Flimnap has been complaining to the Emperor that Gulliver is costing the Treasury vast sums of money for his keep, and that he should be sent away. Gulliver believes that Flimnap was acting out of jealousy over his wife, who was rumored to have visited Gulliver at his house in secret. Gulliver insists that that her visits were always public and that she always came in company. Though Flimnap and his wife made up their disagreement, he never forgave Gulliver and influenced the Emperor against him.
Analysis
In this section, Swift satirizes what he sees as the petty differences and disagreements between political parties and religions. The Tramecksan or high heels represent the Tories, and the Slamecksan or low heels represent the Whigs, the two political parties in eighteenth-century England.
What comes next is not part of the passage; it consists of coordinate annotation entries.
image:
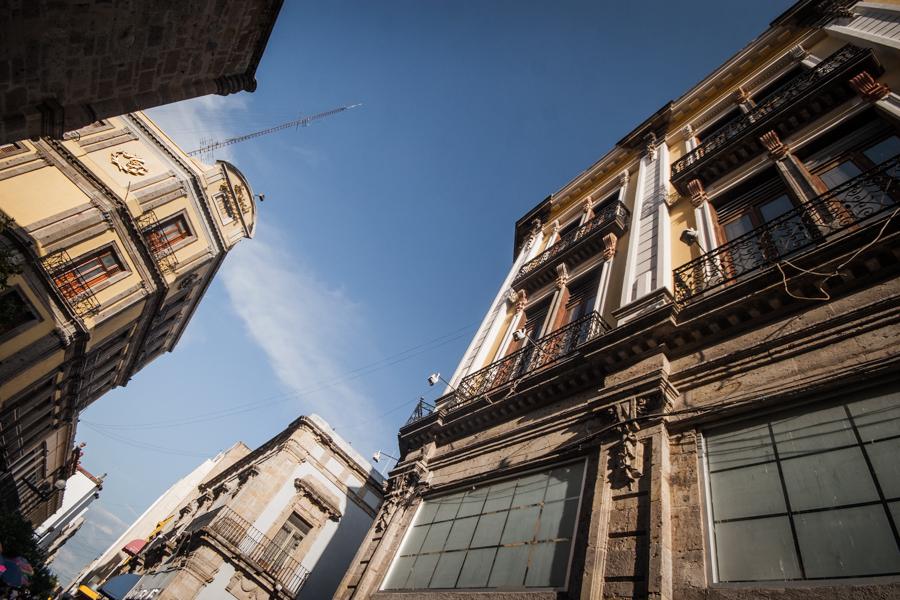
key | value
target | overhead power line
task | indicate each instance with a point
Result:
(301, 122)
Lilliput represents England and Blefescu is France; the Big-Endians are Catholics and the Small-Endians are Protestants. England, in common with the rest of Europe, was originally a Catholic country, viewing the Pope as the spiritual authority. But in the 1520s and 1530s, King Henry VIII of England wanted to divorce his wife, Catherine of Aragon, with whom he had been unable to produce an heir, and to marry Anne Boleyn. This episode is referred to in Gulliver's Travels as the Emperor's grandfather cutting his finger while trying to break an egg at the big end. The Pope refused to annul Henry's marriage to Catherine, and in the 1530s Henry broke with Rome and made himself Supreme Head of the Church of England. The English Church became progressively more Protestant until Henry's successor, Edward VI, made England officially a Protestant nation. However, conflict between Catholic and Protestant factions in England, and between Protestant England and Catholic France, persisted for centuries.
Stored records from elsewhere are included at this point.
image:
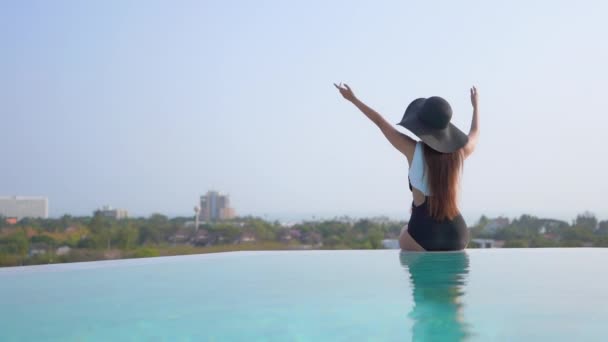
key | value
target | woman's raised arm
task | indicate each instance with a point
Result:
(474, 131)
(400, 141)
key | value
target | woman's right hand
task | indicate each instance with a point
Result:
(346, 92)
(474, 98)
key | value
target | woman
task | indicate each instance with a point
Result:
(435, 167)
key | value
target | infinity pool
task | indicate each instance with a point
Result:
(381, 295)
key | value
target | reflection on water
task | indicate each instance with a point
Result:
(438, 283)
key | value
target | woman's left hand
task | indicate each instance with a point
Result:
(346, 92)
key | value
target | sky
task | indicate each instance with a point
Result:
(146, 105)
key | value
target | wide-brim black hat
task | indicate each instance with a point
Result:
(429, 119)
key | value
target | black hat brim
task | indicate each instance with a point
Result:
(445, 140)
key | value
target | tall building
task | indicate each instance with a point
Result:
(20, 207)
(215, 206)
(115, 213)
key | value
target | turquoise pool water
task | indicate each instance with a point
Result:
(381, 295)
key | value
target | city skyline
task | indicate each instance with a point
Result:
(146, 105)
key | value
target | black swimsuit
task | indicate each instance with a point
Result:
(434, 235)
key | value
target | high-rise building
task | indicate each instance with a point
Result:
(20, 207)
(115, 213)
(215, 206)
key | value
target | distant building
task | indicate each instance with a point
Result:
(215, 206)
(495, 224)
(390, 244)
(115, 213)
(20, 207)
(488, 243)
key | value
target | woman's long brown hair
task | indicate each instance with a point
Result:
(444, 171)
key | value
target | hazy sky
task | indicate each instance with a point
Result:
(146, 105)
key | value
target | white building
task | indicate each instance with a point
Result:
(22, 206)
(115, 213)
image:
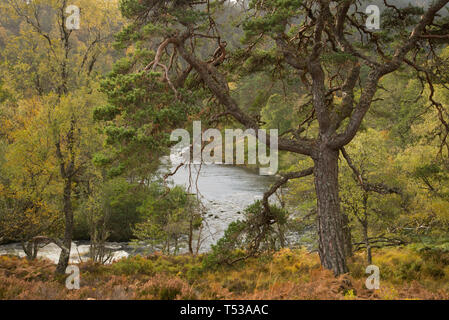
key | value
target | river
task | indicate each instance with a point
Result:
(224, 190)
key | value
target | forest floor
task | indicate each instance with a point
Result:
(405, 273)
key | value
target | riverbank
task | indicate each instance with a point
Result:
(288, 274)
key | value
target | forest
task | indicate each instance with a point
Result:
(349, 99)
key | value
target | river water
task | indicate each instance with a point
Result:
(224, 190)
In reducing the differences between Tories and Whigs, Catholics and Protestants, and England and France, to the trivial level of heel height and manner of breaking eggs, Swift portrays the defining conflicts of English and European history as petty and meaningless. Just as it does not matter how anyone breaks an egg, Swift is suggesting that differences in the ways in which people worship God do not matter, and are not a cause for war.
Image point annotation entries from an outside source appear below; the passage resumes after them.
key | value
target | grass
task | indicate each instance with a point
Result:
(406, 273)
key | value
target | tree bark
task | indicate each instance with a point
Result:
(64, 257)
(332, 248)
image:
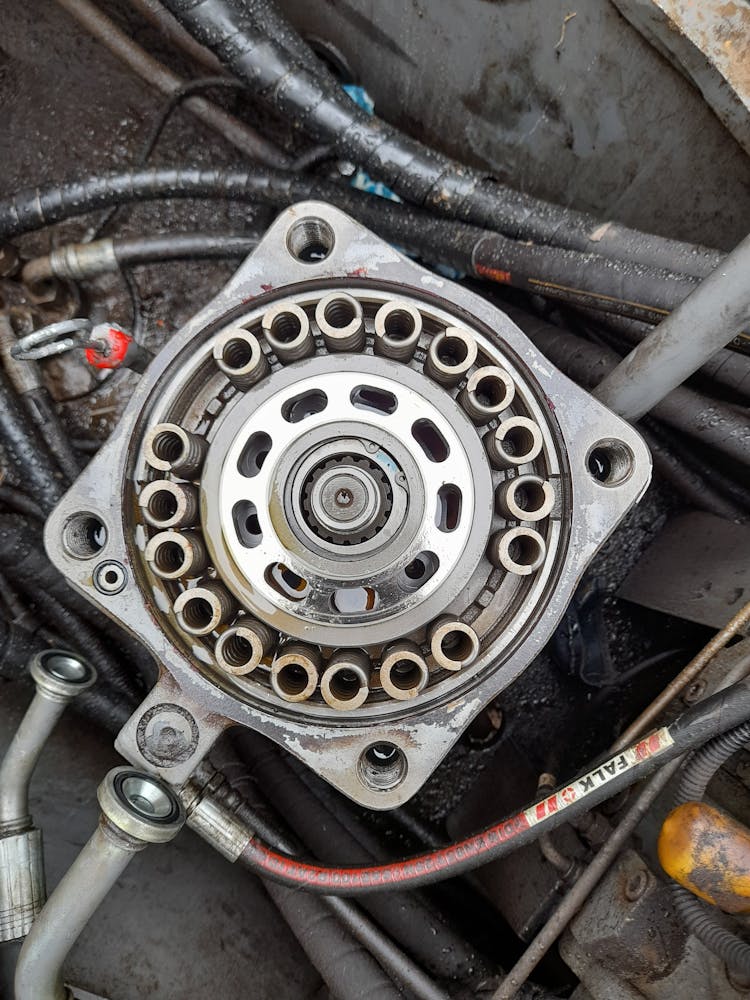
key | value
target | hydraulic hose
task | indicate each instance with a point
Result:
(581, 279)
(120, 44)
(699, 918)
(694, 728)
(229, 800)
(25, 450)
(79, 261)
(714, 424)
(708, 319)
(409, 918)
(318, 106)
(348, 971)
The episode in Chapter V in which Gulliver urinates on the Empress's apartment to put out a fire, only to be repudiated by her, may be a satirical reference to an incident in his own life. Many critics believe that the urination refers to Swift's publication in 1704 of his satirical work A Tale of a Tub, and that the Empress's disgust at his action refers to Queen Anne of England's disapproval of the work and her subsequent attempt to restrict his career prospects in the Church of England. Swift claimed, both in "The Apology for the &c." which is one of his prefaces to A Tale of a Tub, and symbolically in this chapter of Gulliver's Travels, that he wrote the work in order to protect the monarchy against the factions that threatened it.
Chapter VI presents many Lilliputian practices that are presented without the satirical tone of the rest of Part I. Gulliver, and Swift, appear to believe that these are sensible ideas that should be adopted in real society. Many modern readers will agree that it seems fair to treat fraud as a more serious crime than theft, to which many people were driven in Swift's time by poverty, and to educate girls in much the same way as boys (a revolutionary idea in Swift's time). Other ideas are more contentious, such as taking children away from parents and having them brought up in public nurseries. Swift appears to have believed that the only reason that people have children is as an unwanted side-effect of gratifying their sexual appetites. Based on this assumption, he mistrusted parents and did not believe that they were capable of bringing up children well.